Like aught that for its grace may be
Dear, yet dearer for its mystery."
Such an artist, poet, Mason was Albert Pike. As Grand Commander he ruled not less by the divine right of genius and character than by the love of the bodies of his obedience--ruled with a stately and affable grace, wise in council, skilled in healing schism, fertile of inspiration, his one passion aside from the good of the craft being that he should never work injustice. Unforgettable are alike his dignity and his humility, the unpretentiousness of his mental and moral bigness, and the kindness that softened even the sternness of his discipline, when that sternness seemed like to vent itself upon the wrong doer rather than upon the wrong. Memorable were his encyclicals and allocutions, and his tributes to his friends--such as those to Robert Toombs and James A. Garfield-- written with the lucidity of Thucydides and the charm of Cicero. Urbane always, he was, at times, a master of invective and satire, as witness his papers and letters in the "Cerneau" debate, and his famous reply to the bull of Pope Leo against Masonry.

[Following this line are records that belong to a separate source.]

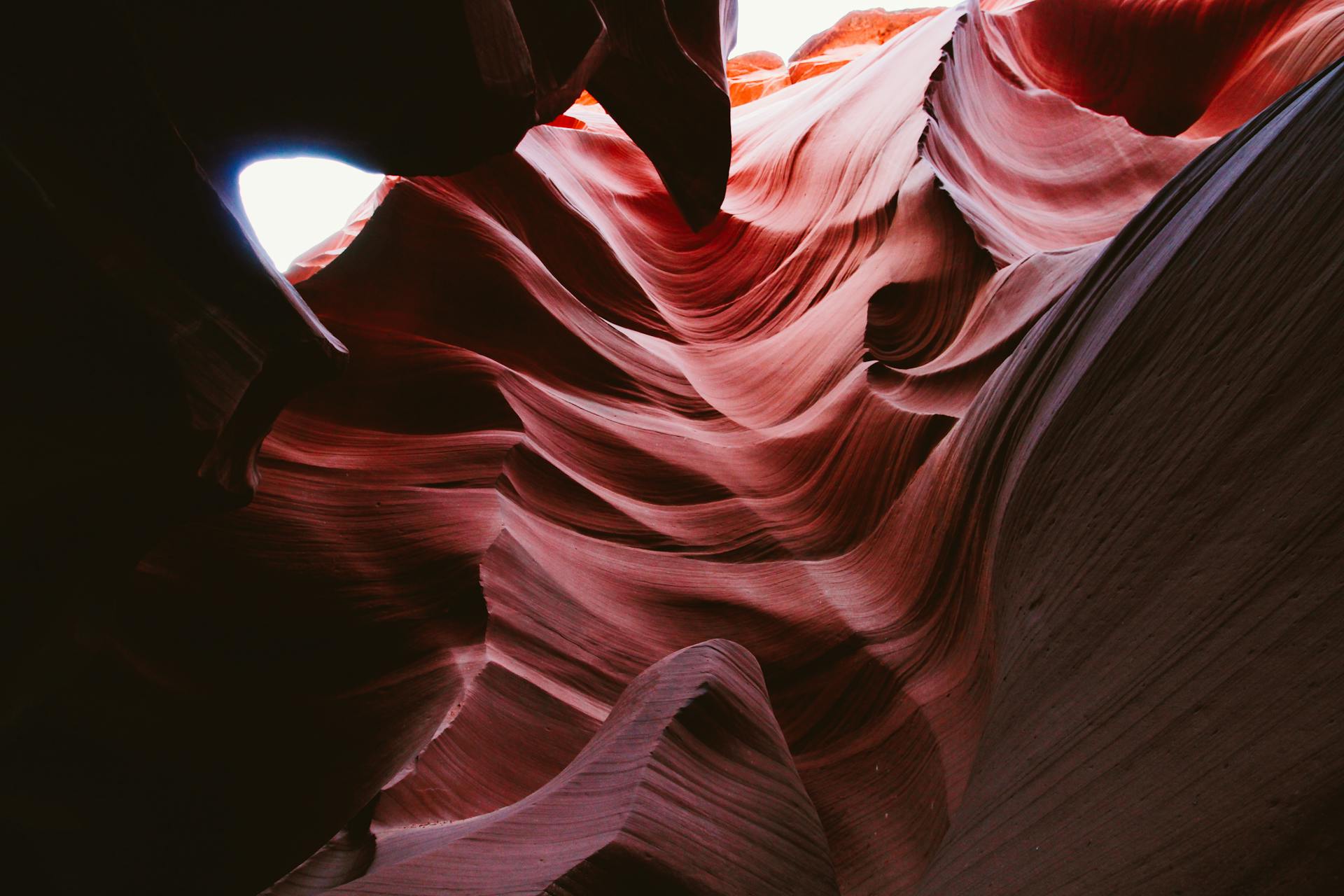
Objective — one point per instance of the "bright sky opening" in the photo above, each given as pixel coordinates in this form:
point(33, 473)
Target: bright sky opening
point(296, 203)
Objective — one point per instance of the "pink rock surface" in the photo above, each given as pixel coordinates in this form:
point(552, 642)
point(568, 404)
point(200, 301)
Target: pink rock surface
point(951, 511)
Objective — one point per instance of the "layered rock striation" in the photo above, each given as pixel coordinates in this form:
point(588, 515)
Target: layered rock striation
point(951, 510)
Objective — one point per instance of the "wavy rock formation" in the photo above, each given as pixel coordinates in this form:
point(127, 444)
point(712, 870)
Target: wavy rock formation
point(951, 512)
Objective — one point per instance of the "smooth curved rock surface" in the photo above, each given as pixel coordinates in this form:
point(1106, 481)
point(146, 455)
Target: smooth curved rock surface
point(992, 421)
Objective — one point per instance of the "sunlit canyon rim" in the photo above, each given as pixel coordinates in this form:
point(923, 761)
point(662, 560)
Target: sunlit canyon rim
point(907, 468)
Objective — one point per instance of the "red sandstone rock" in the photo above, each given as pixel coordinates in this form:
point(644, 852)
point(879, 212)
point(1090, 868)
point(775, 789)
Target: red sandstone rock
point(854, 35)
point(997, 431)
point(756, 74)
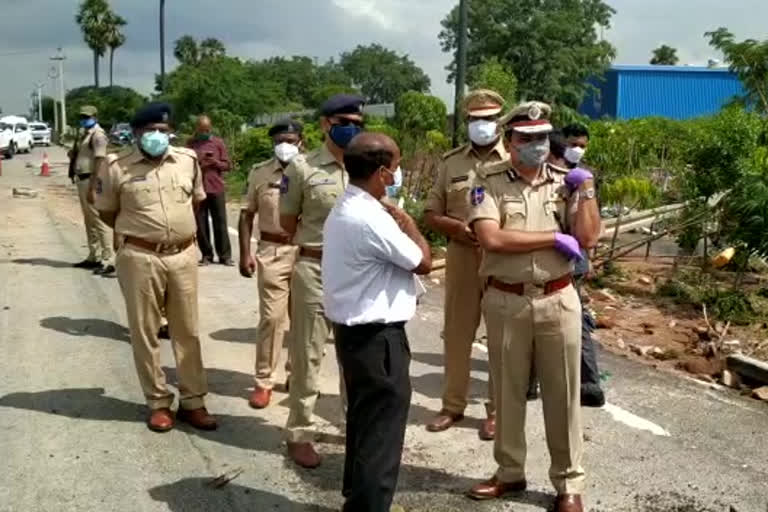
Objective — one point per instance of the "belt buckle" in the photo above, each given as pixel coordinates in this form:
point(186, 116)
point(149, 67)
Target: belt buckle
point(534, 290)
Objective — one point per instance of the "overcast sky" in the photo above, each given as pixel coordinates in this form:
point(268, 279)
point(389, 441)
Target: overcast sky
point(31, 30)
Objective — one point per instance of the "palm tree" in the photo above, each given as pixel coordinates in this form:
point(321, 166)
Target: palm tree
point(186, 50)
point(115, 39)
point(93, 17)
point(664, 56)
point(162, 45)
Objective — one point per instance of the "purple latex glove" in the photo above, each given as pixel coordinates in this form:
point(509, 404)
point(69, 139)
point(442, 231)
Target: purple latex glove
point(576, 177)
point(568, 246)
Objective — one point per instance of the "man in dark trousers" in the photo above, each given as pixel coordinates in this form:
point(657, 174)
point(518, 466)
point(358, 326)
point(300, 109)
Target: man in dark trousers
point(214, 161)
point(370, 255)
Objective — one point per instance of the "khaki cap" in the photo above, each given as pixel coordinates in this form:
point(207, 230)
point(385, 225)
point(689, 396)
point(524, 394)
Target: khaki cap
point(483, 103)
point(528, 117)
point(88, 110)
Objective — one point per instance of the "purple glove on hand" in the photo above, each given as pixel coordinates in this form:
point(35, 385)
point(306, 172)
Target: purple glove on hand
point(568, 246)
point(576, 177)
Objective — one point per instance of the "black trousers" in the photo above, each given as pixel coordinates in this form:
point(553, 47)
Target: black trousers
point(216, 206)
point(375, 359)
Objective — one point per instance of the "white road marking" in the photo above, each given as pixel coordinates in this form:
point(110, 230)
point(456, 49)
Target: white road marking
point(634, 421)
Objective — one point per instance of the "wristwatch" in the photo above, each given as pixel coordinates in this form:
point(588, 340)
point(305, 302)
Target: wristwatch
point(587, 193)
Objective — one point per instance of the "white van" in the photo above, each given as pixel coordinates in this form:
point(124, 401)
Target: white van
point(15, 136)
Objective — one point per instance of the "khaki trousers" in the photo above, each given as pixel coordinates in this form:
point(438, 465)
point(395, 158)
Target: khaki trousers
point(275, 265)
point(463, 297)
point(153, 283)
point(98, 234)
point(310, 330)
point(547, 329)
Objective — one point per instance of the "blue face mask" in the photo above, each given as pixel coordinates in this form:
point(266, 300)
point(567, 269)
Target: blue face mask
point(155, 143)
point(342, 134)
point(394, 190)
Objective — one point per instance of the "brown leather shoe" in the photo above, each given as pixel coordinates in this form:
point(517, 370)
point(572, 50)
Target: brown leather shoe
point(260, 398)
point(303, 454)
point(160, 420)
point(443, 421)
point(568, 503)
point(488, 429)
point(493, 488)
point(198, 418)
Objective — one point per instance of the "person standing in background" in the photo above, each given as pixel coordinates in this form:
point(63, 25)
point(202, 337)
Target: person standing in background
point(592, 395)
point(446, 212)
point(532, 219)
point(311, 185)
point(89, 156)
point(275, 256)
point(149, 195)
point(371, 252)
point(214, 162)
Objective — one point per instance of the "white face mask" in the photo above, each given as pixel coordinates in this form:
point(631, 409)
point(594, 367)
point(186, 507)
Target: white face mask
point(574, 154)
point(482, 132)
point(285, 152)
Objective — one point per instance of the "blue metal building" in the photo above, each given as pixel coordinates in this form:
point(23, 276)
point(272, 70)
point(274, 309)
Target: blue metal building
point(677, 92)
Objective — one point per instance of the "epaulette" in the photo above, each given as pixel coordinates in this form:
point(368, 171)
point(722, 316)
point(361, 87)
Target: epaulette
point(486, 171)
point(454, 151)
point(559, 169)
point(186, 151)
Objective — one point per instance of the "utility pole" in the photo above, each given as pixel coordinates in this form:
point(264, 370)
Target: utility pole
point(53, 75)
point(162, 45)
point(60, 58)
point(39, 87)
point(461, 67)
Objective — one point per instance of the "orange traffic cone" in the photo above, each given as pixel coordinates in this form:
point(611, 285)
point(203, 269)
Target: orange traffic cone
point(45, 169)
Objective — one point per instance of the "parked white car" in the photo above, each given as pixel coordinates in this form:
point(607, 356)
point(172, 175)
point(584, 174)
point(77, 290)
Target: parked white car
point(20, 136)
point(41, 133)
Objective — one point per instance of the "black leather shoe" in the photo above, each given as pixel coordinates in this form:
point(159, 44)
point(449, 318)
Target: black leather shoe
point(105, 270)
point(88, 264)
point(593, 398)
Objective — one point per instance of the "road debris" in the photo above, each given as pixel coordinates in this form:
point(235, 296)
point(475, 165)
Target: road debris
point(225, 478)
point(25, 192)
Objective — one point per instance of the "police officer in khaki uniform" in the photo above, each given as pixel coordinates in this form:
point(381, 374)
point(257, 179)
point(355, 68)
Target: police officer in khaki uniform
point(91, 154)
point(521, 211)
point(275, 256)
point(311, 185)
point(446, 212)
point(149, 196)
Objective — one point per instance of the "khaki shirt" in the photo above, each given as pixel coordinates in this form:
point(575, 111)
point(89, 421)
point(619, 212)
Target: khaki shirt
point(311, 185)
point(450, 193)
point(152, 200)
point(264, 194)
point(93, 145)
point(508, 199)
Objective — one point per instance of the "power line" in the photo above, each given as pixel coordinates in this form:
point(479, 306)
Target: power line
point(22, 52)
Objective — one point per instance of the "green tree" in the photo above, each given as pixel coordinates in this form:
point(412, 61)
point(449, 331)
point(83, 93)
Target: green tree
point(664, 56)
point(551, 46)
point(491, 74)
point(93, 17)
point(186, 51)
point(381, 74)
point(212, 48)
point(115, 39)
point(115, 104)
point(749, 60)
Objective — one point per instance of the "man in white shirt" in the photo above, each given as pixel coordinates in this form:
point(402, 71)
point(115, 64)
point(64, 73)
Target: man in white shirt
point(370, 255)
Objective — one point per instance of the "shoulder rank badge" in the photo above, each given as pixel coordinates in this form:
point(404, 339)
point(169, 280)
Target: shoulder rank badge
point(477, 196)
point(284, 184)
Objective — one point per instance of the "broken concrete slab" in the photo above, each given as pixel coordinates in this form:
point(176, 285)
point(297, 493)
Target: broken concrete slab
point(748, 367)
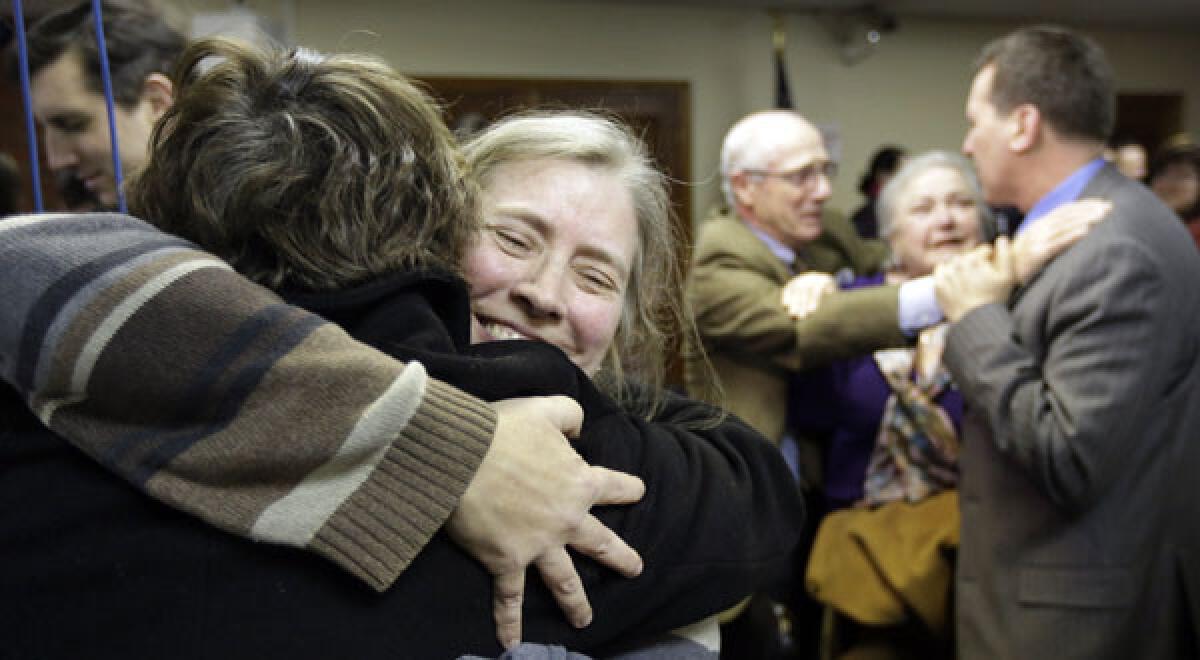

Companionable he was supremely, abounding in friendship, glorious in conversation, simple, frank, and lovable. His laughter, rich and ringing, none might resist, and his humor gave an added grace to his intellectual magnificence. For the frills and fritiniances of life he had a fine, a copious, yet withal, an amused scorn, and every form of pretense or meanness shriveled in his presence. He kept ever, until toward the end, his youthful verve, and there was a freshness of sympathy in him that was essential democracy.
As a poet Albert Pike had the authentic fire, the vision and the dream, and he would be more widely known had not he-had such scorn of fame. In "Fantasma," a poem in which he shadows forth his life history, he speaks of one who was young and did not know his soul, until the mighty spell of Coleridge woke his hidden powers. Coleridge was his master, as Shelley was his ideal, and while we may not say that he was of equal genius with those masters, it is to that order of singers that he rightly belongs. In later life heavy cares and sorrows muffled his song and his harp lay idle for many years. Near the end he took up his harp once more and sought relief from loneliness, in a poem entitled "Every Year," which for a blend of a pathos that is almost bitter and a hope that is undefeated has none to surpass it in our speech.
For the weak are heavier crosses,
Lost Springs with sobs replying
Unto weary Autumns sighing,
While those we love are dying,
"To the past go more dead faces,
As the loved leave vacant places,
Everywhere the sad eyes meet us,
In the evening's dusk they greet us,
And to come to them entreat us,
In his lonesome later years Pike betook himself more and more to "that city of the mind, built against outward distraction for inward consolation and shelter." Then it was that he mastered many languages-- Sanskrit, Hebrew, old Samaritan, Chaldean and Persian --in quest of what each had to tell of beauty and of truth. By these he was led on to a study of Parsee and Hindoo beliefs and traditions, and he left, in the Temple Library, his fifteen large manuscript volumes, translations of the Rig-Veda and the Zend-Avesta--a feat to rival Max Muller. And there it may be seen to this day, all written with an old fashioned quill, in a tiny flowing hand, without blot or erasure. In the House of the Temple he lived attended by his daughter, and it was here that he held his court and received his friends, amid the birds and flowers that he loved so well. Old age came on with many infirmities, but he was ever the courtly and gracious man until April, 1891, when death touched him and he fell asleep without fear and without regret.
So passed Albert Pike. No purer, nobler man has stood at our altar or left his story in our traditions. He was the most eminent Mason in the world, not only by virtue of his high rank, but by the qualities of his genius, the richness of his culture, and the enduring glory of his service. Nor will our order ever permit to grow dim the memory of that stately, grave and gentle soul--a Mason to whom the world was a temple, a poet to whom the world was a song.